Kebo Kikil pun dihadapkan di persidangan. Sebenarnya raja masih ingat akan masalah pembelian sima itu oleh Buyut Amabaki, sehingga Kebo Kikil dinyatakan menang di dalam perkara itu. Apalagi ternyata bahwa ada surat akta jual beli itu sifatnya waruk lepas, sehingga sejak saat pembelian itu Buyut Amabaki dan keturunan-keturunannya berhak atas segala pajak dan penghasilan yang lain dari sima kawajwan di Tija dan Haru-haru itu sampai akhir zaman, dan tidak ada lagi hak sang awaju di Manayuti dengan keturunan-keturunannya.
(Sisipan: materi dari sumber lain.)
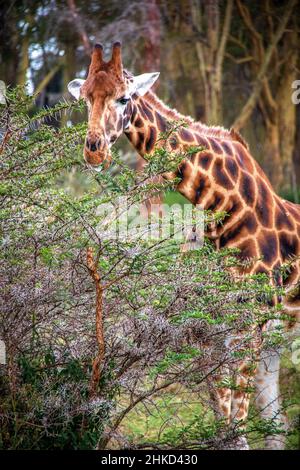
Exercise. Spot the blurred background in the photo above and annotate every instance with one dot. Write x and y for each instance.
(230, 62)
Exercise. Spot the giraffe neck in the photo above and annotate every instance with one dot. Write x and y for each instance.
(223, 177)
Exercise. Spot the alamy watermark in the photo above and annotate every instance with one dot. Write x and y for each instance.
(125, 221)
(2, 352)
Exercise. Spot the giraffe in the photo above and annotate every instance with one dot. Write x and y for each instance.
(222, 176)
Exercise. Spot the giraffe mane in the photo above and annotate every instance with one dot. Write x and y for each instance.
(218, 132)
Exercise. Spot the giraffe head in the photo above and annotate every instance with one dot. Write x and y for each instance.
(108, 92)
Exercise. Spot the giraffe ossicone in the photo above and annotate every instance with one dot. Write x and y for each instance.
(221, 177)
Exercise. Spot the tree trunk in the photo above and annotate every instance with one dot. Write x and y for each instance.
(287, 109)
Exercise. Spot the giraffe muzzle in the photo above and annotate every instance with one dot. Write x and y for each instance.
(95, 158)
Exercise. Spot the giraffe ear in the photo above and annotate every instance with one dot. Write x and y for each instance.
(74, 87)
(142, 83)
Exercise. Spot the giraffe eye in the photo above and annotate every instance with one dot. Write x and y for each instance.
(123, 100)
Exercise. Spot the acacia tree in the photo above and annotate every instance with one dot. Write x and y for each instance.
(274, 63)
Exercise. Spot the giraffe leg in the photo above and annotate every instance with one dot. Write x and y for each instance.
(268, 396)
(244, 379)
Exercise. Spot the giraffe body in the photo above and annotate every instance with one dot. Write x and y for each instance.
(223, 176)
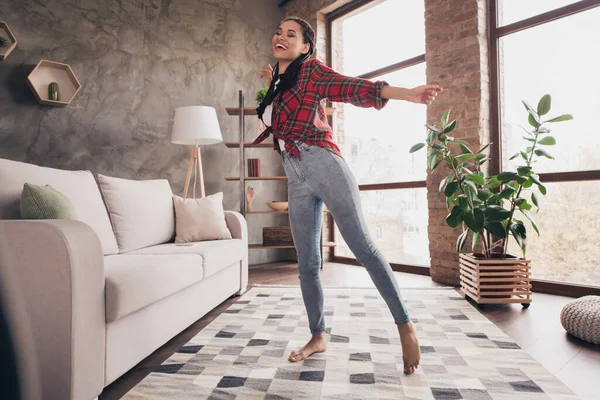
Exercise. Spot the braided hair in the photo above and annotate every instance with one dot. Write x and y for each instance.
(288, 79)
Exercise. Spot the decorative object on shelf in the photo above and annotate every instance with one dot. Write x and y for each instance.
(277, 236)
(249, 198)
(278, 205)
(492, 275)
(8, 41)
(260, 95)
(53, 91)
(254, 167)
(581, 318)
(195, 125)
(47, 72)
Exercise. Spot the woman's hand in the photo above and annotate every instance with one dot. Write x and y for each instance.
(424, 94)
(266, 72)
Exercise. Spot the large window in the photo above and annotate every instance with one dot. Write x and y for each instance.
(551, 46)
(385, 40)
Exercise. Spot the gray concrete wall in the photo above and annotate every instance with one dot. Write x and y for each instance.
(138, 60)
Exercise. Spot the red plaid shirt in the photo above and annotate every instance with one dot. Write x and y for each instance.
(299, 113)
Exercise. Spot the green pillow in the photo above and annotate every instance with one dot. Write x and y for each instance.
(45, 202)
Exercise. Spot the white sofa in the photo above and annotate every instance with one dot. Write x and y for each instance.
(96, 311)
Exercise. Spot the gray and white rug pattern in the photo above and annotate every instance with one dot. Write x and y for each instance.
(243, 353)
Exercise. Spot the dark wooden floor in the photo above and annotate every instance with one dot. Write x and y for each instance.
(537, 330)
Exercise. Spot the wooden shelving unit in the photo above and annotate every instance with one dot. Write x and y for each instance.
(256, 178)
(46, 72)
(241, 112)
(7, 34)
(260, 246)
(252, 111)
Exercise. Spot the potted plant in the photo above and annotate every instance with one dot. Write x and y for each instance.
(492, 208)
(260, 95)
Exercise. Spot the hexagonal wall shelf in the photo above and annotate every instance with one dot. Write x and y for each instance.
(7, 34)
(47, 72)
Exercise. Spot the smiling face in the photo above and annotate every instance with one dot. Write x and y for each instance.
(288, 42)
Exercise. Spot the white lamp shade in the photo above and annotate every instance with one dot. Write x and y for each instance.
(196, 125)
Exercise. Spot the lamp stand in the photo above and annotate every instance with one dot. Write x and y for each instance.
(195, 162)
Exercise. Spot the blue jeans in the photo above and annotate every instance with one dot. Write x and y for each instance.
(320, 176)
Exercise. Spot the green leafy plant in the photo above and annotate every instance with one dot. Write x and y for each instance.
(487, 206)
(260, 95)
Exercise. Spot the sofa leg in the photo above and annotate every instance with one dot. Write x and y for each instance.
(240, 292)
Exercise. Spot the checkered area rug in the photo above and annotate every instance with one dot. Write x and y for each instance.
(243, 353)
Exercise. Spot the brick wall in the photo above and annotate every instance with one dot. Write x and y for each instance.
(456, 54)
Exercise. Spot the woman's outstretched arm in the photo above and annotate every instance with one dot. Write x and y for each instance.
(363, 92)
(421, 94)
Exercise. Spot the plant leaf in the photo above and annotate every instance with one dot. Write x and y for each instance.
(460, 242)
(496, 214)
(544, 105)
(476, 178)
(465, 149)
(483, 194)
(465, 157)
(544, 153)
(566, 117)
(450, 189)
(534, 200)
(533, 122)
(524, 155)
(506, 176)
(530, 218)
(450, 127)
(432, 128)
(416, 147)
(547, 141)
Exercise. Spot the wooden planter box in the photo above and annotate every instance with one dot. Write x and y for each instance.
(278, 236)
(496, 280)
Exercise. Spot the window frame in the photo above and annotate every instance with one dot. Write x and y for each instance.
(330, 18)
(495, 33)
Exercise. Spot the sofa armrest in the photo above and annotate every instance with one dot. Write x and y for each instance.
(239, 230)
(59, 268)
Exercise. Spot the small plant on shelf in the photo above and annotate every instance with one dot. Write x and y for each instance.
(260, 95)
(486, 206)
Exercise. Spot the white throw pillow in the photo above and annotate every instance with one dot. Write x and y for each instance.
(141, 211)
(79, 186)
(200, 219)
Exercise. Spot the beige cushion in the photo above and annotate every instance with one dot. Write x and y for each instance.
(216, 254)
(200, 219)
(136, 281)
(141, 211)
(79, 186)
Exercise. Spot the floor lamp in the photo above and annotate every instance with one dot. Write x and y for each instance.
(196, 126)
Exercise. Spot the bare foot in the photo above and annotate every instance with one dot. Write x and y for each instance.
(411, 352)
(317, 344)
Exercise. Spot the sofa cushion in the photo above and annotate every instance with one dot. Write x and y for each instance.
(216, 254)
(200, 219)
(136, 281)
(79, 186)
(45, 202)
(141, 211)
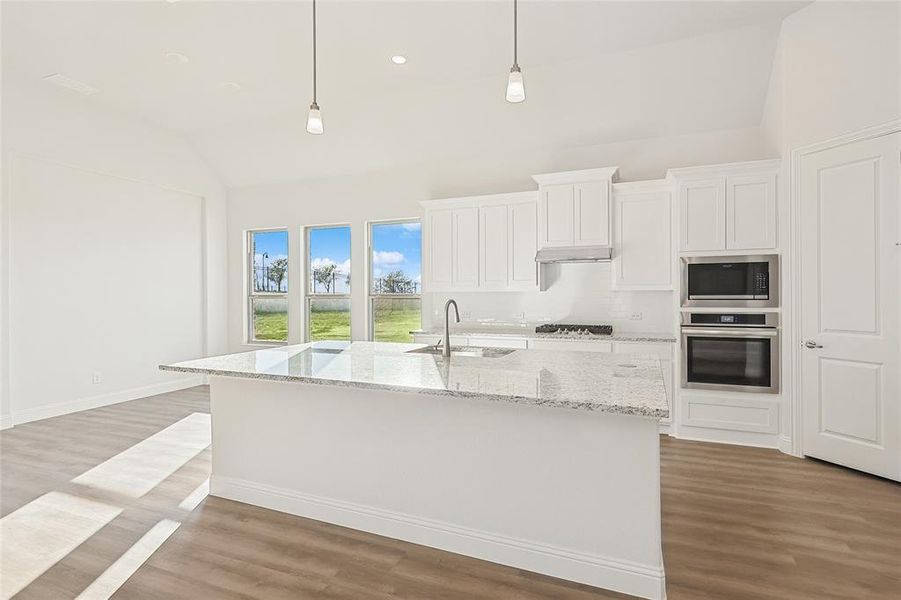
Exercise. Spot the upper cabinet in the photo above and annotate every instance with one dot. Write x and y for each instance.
(481, 243)
(574, 208)
(642, 236)
(727, 207)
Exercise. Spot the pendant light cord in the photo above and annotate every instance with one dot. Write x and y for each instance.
(515, 41)
(314, 51)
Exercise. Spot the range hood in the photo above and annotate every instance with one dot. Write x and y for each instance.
(574, 254)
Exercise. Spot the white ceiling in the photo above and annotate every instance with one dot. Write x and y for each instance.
(595, 72)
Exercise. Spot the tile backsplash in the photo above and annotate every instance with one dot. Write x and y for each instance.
(580, 293)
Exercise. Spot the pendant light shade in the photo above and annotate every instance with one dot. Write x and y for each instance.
(516, 88)
(314, 118)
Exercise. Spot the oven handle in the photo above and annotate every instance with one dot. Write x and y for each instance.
(749, 332)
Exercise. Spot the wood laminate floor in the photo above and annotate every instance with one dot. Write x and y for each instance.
(738, 523)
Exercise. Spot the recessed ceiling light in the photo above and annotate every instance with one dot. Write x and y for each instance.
(176, 57)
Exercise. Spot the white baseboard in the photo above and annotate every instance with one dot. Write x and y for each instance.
(785, 444)
(644, 581)
(64, 408)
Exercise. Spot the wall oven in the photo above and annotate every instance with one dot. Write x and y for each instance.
(731, 351)
(730, 281)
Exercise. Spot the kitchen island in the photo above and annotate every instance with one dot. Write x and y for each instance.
(542, 460)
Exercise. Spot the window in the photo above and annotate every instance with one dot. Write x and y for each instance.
(267, 302)
(328, 291)
(395, 280)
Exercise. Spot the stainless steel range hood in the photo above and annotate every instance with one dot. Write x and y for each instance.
(574, 254)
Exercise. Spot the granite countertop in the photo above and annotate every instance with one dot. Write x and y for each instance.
(629, 384)
(529, 333)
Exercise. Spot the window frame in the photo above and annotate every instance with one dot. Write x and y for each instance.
(370, 295)
(308, 294)
(249, 288)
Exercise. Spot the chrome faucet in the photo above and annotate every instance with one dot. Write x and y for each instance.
(446, 351)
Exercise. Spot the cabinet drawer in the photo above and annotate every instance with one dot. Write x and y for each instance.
(571, 345)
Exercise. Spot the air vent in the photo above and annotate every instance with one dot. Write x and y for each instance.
(72, 84)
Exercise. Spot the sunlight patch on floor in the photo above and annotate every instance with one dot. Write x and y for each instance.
(125, 566)
(139, 469)
(36, 536)
(196, 497)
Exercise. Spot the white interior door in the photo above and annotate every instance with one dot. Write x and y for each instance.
(849, 305)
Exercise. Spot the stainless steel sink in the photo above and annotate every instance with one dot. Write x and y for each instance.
(469, 351)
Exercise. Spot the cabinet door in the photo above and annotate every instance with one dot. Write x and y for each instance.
(642, 233)
(493, 247)
(592, 213)
(522, 233)
(440, 248)
(751, 212)
(466, 248)
(703, 215)
(556, 216)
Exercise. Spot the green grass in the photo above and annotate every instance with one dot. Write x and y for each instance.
(270, 326)
(329, 325)
(392, 324)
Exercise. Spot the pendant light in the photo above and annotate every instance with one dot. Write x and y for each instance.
(314, 119)
(516, 89)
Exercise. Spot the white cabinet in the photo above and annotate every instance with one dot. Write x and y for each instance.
(727, 207)
(466, 248)
(592, 213)
(440, 249)
(556, 216)
(482, 243)
(703, 215)
(493, 246)
(522, 241)
(751, 211)
(574, 208)
(642, 233)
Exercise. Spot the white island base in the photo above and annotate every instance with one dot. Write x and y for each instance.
(570, 493)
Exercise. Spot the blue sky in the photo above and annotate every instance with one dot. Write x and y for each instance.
(395, 246)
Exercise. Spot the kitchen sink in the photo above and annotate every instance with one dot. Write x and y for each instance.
(469, 351)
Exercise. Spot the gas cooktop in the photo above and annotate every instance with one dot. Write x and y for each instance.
(575, 329)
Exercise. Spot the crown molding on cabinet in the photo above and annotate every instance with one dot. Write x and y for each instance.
(738, 168)
(482, 200)
(641, 187)
(583, 176)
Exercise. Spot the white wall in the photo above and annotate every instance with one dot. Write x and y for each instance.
(581, 293)
(82, 185)
(836, 69)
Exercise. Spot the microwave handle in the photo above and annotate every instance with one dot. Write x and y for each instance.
(736, 332)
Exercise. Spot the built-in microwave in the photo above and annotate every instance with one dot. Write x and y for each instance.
(730, 281)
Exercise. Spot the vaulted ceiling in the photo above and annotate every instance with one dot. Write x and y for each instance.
(595, 72)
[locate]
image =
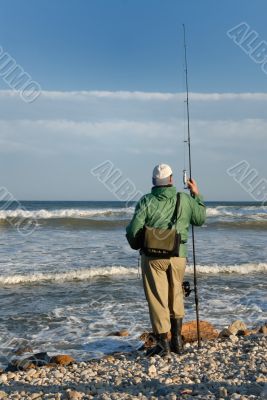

Ditambah lagi dengan sanggahan yang diberikan oleh awaju dari empat daerah yang lain, yaitu awaju di Mapapan, di Padang, di Pangkaja, dan di Palinjuwan, atas keterangan awaju di Manayuti. Keempat awaju itu menyatakan bahwa mereka boleh menjual lepas, boleh menjual waruk, dan boleh menggadaikan sima kawajwan. Akan halnya pajak tanah dan hasil buminya, memang tidak harus diserahkan kepada nayaka, itu hak mereka sepenuhnya. Hanya pangemas dan paure yang harus diserahkan kepada nayaka.

Demikianlah, tidak ada keberatan untuk menyatakan sang awaju di Manayuti sebagai pihak yang kalah perkaranya, sebab sudah ada surat akta jual beli yang dibuat oleh rakryan a sima dan disahkan oleh raja. Semestinya tidak perlu lagi persoalan status sima itu dipersengketakan. Apalagi telah sekian lama sima itu dibeli oleh Buyut Amabaki, 28 tahun tanpa ada masalah yang diajukan oleh awaju di Manayuti, maka raja mengukuhkan keputusan memenangkan pihak Kebo Kikil. Seperti yang dapat diharapkan, prasasti menyebut saksi-saksi yang hadir dalam persidangan itu, antara lain sejumlah nayaka, yang sayang sekali tidak diketahui jumlahnya, karena bagian akhir prasasti tidak ada.